Who needs a water bottle when you can weld a cup holder into your top tube. How to explain why you never forget how to ride a bike without really explaining anything.

And someone please tell the LA Times we have a Critical Mass down here, too.

 

7 comments

  1. William Wickwire says:

    Regarding safety on the Ballona Creek Bikepath: I agree completely that it needs to be safer… that there need to be lights ( your mugging example was at 8:40 PM, just after dark), that the police need to have a bicycle beat there, they need to keep pedestrians off of it, the ones who are waddling to the park and the homeless folks, and then there need to be cameras. Yes, cameras to record all actions.
    But that bikeway is an amazing and lucky thing that we have, and is the closest thing to the Express bike paths in places like Copenhagen (with controlled access and underpasses below all the major roads). It makes it so much faster to ride, but you are right it is isolated. Pressure Janice Hahn to come up with fans for the necessary safety improvements.

    • JD says:

      When commuting home from my night job, I go 3 extra miles out of the way to avoid taking the SG River Trail, after an attack by gang members with a gun on another cyclist 20 years ago on the Coyote Creek trail which joins with it just above Shopping Cart Falls. I see bikes on the trail with lights early in the morning and late at night and am always concerned for their safety. The only cyclists that should be on these trails under these conditions at night are bike cops, to run the bad guys out and control the homeless camps. Our prayers go up for Mr. Orosco and his recovery from the incident on Diaper Creek, named for the hundreds of diapers snagged where the cables stop the surface debris from entering the Pacific Ocean.

  2. Bryce says:

    What group in the area advocates for this trail? I recently moved to the area and use BC everyday. I’d happily start lending a hand to help with this problem. It appears there were efforts years ago to put lights on the underpasses but those definitely aren’t there…

    • bikinginla says:

      To the best of my knowledge, no one is currently working on it. I’ve tried to get the LACBC involved, as well as the police and sheriff’s department; however, my understanding is that Culver City may be working on police patrols.

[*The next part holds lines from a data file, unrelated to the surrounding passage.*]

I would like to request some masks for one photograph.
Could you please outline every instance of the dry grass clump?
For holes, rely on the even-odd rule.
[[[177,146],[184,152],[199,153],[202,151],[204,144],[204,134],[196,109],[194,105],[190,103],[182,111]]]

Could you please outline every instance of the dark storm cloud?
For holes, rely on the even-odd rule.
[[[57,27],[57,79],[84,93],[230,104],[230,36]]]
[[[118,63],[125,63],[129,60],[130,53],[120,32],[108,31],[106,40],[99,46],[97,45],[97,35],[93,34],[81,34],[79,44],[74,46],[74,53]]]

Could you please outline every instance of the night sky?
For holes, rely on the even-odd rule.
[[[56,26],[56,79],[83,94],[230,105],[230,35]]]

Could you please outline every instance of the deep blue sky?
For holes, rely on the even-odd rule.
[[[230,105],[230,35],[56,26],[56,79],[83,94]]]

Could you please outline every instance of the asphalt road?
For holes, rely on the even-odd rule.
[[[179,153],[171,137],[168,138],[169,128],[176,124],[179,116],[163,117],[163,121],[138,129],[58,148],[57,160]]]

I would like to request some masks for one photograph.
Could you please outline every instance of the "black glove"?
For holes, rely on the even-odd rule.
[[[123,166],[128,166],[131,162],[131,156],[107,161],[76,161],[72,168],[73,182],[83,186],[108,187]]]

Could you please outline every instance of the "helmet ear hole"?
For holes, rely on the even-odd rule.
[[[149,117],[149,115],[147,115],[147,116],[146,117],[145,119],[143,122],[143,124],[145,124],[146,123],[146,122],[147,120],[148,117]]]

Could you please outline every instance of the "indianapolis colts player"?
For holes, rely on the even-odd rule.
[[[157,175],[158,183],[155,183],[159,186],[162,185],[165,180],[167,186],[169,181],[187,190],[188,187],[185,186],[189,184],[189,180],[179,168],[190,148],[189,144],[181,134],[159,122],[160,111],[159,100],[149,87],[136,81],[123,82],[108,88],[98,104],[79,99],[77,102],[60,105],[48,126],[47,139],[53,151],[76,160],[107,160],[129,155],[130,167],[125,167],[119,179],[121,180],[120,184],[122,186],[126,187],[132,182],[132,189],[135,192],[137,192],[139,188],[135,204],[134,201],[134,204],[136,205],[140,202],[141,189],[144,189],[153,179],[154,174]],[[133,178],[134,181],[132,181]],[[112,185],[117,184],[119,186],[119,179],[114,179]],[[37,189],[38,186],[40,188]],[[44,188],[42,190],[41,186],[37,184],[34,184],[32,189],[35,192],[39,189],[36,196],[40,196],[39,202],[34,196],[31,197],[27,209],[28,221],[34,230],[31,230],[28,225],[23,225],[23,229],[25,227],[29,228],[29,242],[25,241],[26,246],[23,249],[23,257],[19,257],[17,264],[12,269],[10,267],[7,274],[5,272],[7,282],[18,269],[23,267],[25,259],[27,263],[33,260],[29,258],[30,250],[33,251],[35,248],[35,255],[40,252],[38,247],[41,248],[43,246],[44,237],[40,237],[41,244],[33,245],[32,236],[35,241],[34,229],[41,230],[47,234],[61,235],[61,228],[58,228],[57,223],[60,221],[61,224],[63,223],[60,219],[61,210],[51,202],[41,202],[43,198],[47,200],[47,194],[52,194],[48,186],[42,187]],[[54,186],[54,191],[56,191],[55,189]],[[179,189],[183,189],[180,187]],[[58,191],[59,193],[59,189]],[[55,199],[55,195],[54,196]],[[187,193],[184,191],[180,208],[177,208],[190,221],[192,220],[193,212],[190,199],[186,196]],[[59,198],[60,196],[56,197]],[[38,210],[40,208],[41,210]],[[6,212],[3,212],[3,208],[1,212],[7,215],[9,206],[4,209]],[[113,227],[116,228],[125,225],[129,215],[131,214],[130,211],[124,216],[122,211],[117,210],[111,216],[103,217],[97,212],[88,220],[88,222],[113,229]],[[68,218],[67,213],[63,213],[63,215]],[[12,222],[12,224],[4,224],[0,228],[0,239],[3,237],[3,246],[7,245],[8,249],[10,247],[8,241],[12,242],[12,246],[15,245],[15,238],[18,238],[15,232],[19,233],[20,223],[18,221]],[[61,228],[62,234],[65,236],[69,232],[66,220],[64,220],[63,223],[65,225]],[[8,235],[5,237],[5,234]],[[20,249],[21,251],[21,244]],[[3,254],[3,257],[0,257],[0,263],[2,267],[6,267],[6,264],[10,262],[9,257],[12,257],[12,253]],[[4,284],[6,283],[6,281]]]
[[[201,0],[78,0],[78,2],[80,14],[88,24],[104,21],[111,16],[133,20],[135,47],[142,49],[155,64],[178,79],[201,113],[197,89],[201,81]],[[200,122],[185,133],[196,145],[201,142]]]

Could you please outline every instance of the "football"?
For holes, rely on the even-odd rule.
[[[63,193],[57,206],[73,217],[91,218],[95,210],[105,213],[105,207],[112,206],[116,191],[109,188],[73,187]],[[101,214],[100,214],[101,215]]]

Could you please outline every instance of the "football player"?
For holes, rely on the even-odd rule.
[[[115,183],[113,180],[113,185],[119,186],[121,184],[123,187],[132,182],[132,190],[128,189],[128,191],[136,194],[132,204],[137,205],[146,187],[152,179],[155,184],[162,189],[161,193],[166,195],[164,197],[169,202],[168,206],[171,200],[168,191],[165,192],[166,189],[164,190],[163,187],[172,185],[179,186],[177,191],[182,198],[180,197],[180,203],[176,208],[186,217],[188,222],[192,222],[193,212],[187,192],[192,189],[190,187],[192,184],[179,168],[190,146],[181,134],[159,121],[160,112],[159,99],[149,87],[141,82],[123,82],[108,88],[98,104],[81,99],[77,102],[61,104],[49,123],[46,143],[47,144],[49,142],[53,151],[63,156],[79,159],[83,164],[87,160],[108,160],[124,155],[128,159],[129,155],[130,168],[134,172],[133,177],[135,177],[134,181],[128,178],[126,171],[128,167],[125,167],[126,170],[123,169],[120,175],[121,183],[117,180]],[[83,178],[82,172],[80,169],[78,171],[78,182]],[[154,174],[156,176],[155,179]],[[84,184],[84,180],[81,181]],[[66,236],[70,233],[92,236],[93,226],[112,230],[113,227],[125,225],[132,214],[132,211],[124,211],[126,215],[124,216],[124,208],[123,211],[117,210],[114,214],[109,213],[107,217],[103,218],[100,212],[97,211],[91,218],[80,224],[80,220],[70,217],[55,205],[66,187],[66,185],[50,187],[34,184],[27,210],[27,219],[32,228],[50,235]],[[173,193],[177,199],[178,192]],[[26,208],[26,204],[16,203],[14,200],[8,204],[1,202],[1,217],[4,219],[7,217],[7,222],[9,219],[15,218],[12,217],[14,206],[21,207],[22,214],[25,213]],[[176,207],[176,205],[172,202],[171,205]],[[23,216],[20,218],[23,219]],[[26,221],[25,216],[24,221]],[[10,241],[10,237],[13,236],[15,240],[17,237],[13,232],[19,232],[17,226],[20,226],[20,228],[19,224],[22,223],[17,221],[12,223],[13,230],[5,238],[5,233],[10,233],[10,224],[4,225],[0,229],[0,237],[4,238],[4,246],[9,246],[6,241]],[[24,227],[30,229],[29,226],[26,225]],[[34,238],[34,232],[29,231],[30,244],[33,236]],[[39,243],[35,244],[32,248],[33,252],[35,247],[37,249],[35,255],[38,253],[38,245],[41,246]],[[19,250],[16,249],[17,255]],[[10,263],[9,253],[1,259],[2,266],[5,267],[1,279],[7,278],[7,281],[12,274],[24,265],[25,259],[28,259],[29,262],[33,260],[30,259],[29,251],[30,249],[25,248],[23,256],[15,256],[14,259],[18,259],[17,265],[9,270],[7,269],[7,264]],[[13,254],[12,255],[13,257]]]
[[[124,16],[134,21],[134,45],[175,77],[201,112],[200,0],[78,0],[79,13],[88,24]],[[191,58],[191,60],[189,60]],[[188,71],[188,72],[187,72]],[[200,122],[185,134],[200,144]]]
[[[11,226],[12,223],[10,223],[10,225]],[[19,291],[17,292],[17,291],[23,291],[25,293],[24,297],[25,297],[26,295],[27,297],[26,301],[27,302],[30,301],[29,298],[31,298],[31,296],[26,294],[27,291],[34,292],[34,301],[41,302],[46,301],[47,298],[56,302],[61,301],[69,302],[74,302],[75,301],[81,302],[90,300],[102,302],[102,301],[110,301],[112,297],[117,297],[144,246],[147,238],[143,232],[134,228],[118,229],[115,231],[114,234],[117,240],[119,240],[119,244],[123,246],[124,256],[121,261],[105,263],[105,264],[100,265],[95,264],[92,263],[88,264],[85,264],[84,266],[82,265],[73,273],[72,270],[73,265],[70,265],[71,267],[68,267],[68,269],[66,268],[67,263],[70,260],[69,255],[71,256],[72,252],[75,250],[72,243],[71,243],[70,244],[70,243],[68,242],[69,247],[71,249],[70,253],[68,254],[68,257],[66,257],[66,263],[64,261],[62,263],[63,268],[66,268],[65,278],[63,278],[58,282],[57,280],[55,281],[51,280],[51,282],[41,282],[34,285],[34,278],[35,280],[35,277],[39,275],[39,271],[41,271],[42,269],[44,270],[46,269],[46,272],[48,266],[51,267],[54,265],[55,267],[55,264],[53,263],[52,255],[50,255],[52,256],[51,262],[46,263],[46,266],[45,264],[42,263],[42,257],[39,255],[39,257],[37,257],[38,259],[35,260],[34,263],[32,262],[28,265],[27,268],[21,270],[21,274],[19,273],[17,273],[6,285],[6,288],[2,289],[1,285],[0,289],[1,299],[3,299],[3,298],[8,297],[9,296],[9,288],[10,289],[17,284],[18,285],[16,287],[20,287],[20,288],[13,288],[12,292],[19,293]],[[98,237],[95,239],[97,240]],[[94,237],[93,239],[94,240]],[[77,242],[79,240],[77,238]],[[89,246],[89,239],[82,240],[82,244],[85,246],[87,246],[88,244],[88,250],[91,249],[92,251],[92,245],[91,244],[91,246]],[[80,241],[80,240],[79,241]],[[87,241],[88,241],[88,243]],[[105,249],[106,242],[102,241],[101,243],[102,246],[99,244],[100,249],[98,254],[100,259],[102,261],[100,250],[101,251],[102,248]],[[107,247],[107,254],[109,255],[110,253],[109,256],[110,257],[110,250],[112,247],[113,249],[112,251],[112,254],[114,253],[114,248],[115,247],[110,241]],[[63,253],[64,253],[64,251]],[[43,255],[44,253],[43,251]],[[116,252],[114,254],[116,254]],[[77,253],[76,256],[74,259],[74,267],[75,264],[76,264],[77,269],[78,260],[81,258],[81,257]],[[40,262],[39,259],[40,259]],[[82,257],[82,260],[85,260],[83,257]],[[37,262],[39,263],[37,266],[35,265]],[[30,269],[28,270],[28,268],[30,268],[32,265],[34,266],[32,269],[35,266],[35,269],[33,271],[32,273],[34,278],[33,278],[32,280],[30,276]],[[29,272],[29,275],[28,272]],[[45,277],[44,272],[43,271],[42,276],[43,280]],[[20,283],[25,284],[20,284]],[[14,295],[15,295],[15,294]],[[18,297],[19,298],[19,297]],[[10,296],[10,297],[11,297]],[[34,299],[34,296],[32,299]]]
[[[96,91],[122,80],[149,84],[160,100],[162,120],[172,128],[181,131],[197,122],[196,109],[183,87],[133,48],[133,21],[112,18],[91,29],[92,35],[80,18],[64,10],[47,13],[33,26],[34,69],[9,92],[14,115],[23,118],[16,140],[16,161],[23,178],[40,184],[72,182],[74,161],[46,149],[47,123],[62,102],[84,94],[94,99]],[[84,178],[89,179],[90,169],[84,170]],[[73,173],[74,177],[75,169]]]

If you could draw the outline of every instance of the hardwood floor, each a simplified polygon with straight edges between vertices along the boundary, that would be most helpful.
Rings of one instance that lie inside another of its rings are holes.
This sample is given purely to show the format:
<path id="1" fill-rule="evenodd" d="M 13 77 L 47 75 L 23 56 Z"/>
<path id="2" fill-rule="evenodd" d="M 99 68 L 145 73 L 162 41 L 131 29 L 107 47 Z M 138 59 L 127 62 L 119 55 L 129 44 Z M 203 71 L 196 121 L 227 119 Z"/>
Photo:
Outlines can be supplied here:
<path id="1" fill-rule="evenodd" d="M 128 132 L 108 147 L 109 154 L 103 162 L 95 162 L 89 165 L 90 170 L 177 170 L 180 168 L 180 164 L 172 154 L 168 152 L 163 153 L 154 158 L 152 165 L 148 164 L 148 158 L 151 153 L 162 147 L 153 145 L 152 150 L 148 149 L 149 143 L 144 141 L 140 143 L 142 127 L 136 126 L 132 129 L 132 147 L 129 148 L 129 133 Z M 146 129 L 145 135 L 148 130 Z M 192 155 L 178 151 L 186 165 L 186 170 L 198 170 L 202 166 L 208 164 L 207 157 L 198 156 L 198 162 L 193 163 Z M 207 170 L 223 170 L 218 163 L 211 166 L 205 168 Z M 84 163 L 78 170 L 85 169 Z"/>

  3. “Someone needs to explain the meaning of sharrows to the driver of a San Diego pickup.”

    The video reminds me of my opinion on sharrows. I *really* don’t like them. Near my home we have one on a 40 mph street, and it’s downright scary to ride in the middle of the lane. I’m an experienced rider, and I’d rather ride on the sidewalk in that area.

    Why is it so often a pick up truck driver that causes problems? (My apologies to pick up drivers who are considerate.) It seems that more than half of the “oh crap” moments I’ve had on my bike were caused by pick up truck drivers. Expensive German cars come in second place.

    Thanks for allowing me to vent…

    • “…it’s downright scary to ride in the middle of the lane.”

      I should edit that to read: “…I genuinely fear for my life while riding in the middle of the lane.”

  4. Peter R says:

    This problem goes back at least to the early 80s when I used this segment of the path as part of my commute to the old Hughes Aircraft location in Culver City. I had several “encounters” on this isolated path and decided I was better off on the city streets.